BARI- Cemento, rifiuti, racket degli animali, archeotraffici e corruzione verde, legata alle energie rinnovabili: la fotografia del rapporto Ecomafia 2015 di Legambiente restituisce una Puglia dal primato nero. Prima in Italia nella classifica delle illegalità ambientali, davanti anche alla Campania , con 4.499 infrazioni, il 15,4% di quanto accertato su tutto il territorio nazionale, 4.159 persone denunciate e 2.469 sequestri effettuati. Un dato che va letto anche al rovescio: significa non solo che qui si delinque più che altrove con reati legati all’ambiente, ma anche che qui la controffensiva delle forze dell’ordine è più intensa. Numeri e analisi sono stati presentati in mattinata a Bari da Francesco Tarantini, presidente di Legambiente Puglia, alla presenza dei magistrati Ennio Cillo e Renato Nitti. Per il Salento, unica nota positiva è che le tre province di Lecce Brindisi e Taranto non sono in testa a quelle pugliesi che hanno fatto incetta di infrazioni.

Bestia nera resta il ciclo illegale dei rifiuti. Particolare attenzione da parte del NOE di Lecce, nell’anno 2014, è stata riposta sul fenomeno dei tombamenti abusivi su tutto il territorio salentino.
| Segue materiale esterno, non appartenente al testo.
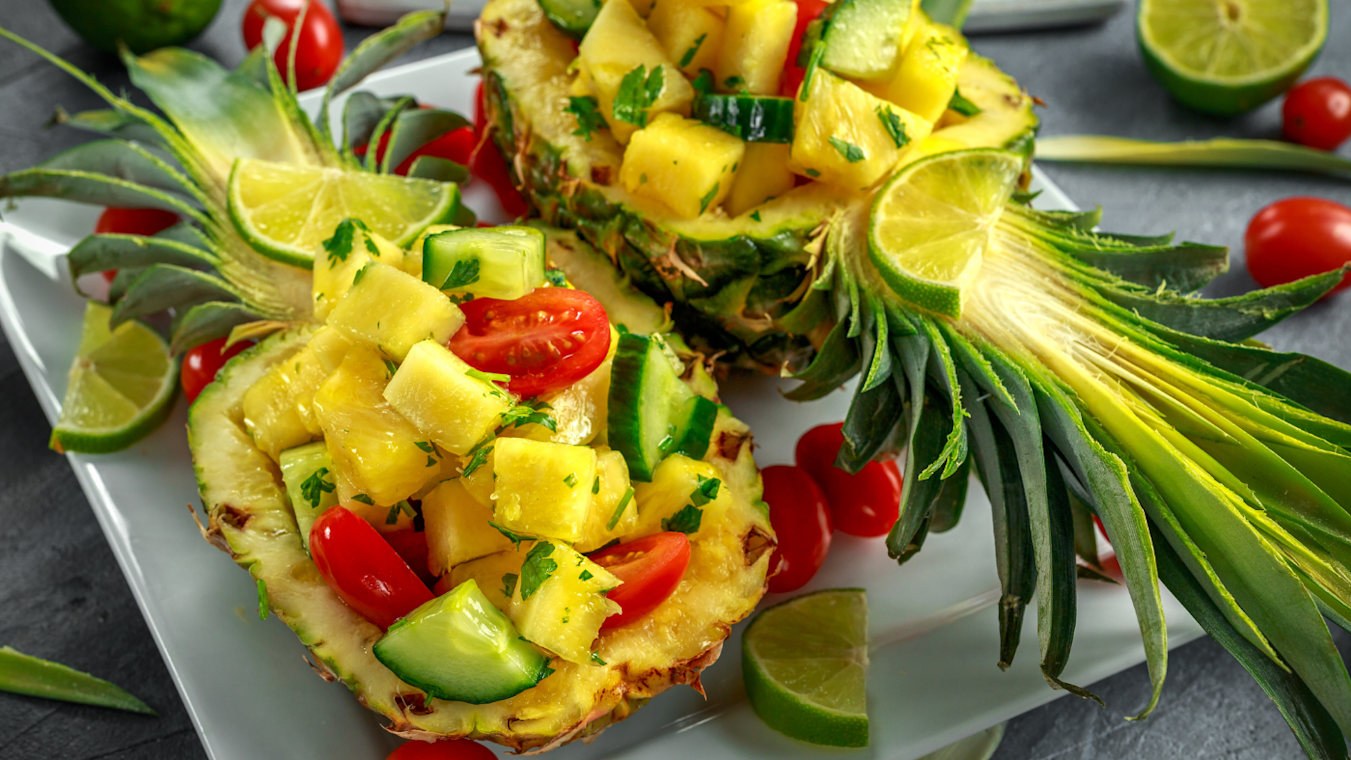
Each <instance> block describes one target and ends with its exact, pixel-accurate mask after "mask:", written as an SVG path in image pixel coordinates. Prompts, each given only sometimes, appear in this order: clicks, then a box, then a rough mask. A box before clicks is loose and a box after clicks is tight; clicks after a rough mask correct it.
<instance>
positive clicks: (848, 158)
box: [792, 69, 934, 190]
mask: <svg viewBox="0 0 1351 760" xmlns="http://www.w3.org/2000/svg"><path fill="white" fill-rule="evenodd" d="M808 86H809V88H811V89H809V92H808V96H807V101H805V103H802V101H798V103H797V105H796V108H794V111H796V113H794V119H796V121H797V130H796V134H794V135H793V148H792V157H793V170H794V171H797V173H800V174H805V175H807V177H811V178H813V180H820V181H823V182H830V184H831V185H836V186H840V188H846V189H850V190H863V189H867V188H870V186H871V185H874V184H875V182H877V181H878V180H881V178H882V177H885V175H886V174H888V173H890V170H892V169H893V167H894V166H896V165H897V163H898V162H900V161H901V158H902V157H904V155H905V154H907V153H908V151H909V150H911V148H912V147H913V146H916V144H919V143H920V142H923V140H924V138H927V136H928V135H929V131H931V130H932V128H934V126H932V123H929V121H928V120H925V119H921V117H920V116H916V115H915V113H911V112H909V111H907V109H904V108H901V107H898V105H894V104H892V103H888V101H885V100H882V99H880V97H875V96H873V94H870V93H867V92H865V90H863V89H861V88H859V86H858V85H855V84H854V82H848V81H846V80H842V78H839V77H836V76H834V74H831V73H830V72H825V70H821V69H817V70H816V72H815V74H812V81H811V82H809V85H808Z"/></svg>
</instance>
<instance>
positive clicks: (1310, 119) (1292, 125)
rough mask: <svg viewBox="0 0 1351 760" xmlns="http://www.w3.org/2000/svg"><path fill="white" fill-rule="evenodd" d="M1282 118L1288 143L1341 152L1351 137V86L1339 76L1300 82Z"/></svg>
mask: <svg viewBox="0 0 1351 760" xmlns="http://www.w3.org/2000/svg"><path fill="white" fill-rule="evenodd" d="M1281 116H1282V126H1281V131H1282V132H1285V138H1286V139H1288V140H1290V142H1296V143H1300V144H1304V146H1309V147H1316V148H1319V150H1337V146H1339V144H1342V143H1344V142H1346V139H1347V138H1351V86H1347V84H1346V82H1343V81H1342V80H1339V78H1336V77H1317V78H1313V80H1308V81H1304V82H1300V84H1297V85H1296V86H1293V88H1292V89H1290V92H1288V93H1286V94H1285V104H1283V105H1282V107H1281Z"/></svg>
C’è poi la dimensione transnazionale della Puglia, cerniera tra l’Europa, i Balcani e il Medio Oriente, che l’ha trasformata in una base logistica per traffici transfrontalieri di rifiuti, soprattutto quelli diretti verso il sud est Europa e l’Estremo Oriente. Tra i porti italiani dove si sono avute più operazioni contro i flussi illeciti di materiali di scarto, rottami di auto e veicoli, scarti di gomma e/o pneumatici, ci sono anche Bari e Brindisi. abusivismo edilizio e truffe legate alla green economy fanno il paio con il racket degli animali (corse clandestine di cavalli, combattimenti clandestini, traffico di animali da compagnia, commercio illegale di specie protette, macellazione clandestina, abigeato, bracconaggio e pesca di frodo) per cui la Puglia sale al secondo posto. Continua, ancora, lo scavo clandestino ad opera dei tombaroli tra i siti archeologici, con una leggera flessione: siamo al decimo posto per furti d’arte.

E dopo la presentazione del rapporto di Legambiente, i parlamentari e consiglieri regionali pugliesi del Movimento 5 Stelle chiedono l’istituzione da subito di una commissione regionale d’inchiesta sulle ecomafie. “Abbiamo già pronta la richiesta in merito – dicono – sarà tra i primi atti che depositeremo appena proclamati…Auspicheremmo – aggiungono – che gli amministratori responsabili di questo triste primato si scusassero e togliessero in fretta il disturbo ma la loro sfacciataggine non ha confini: chi amministra questa regione da dieci anni, commenta questo rapporto come il primato dell’efficienza tutta pugliese degli accertamenti di questo tipo di reati senza avere il minimo senso delle istituzioni.”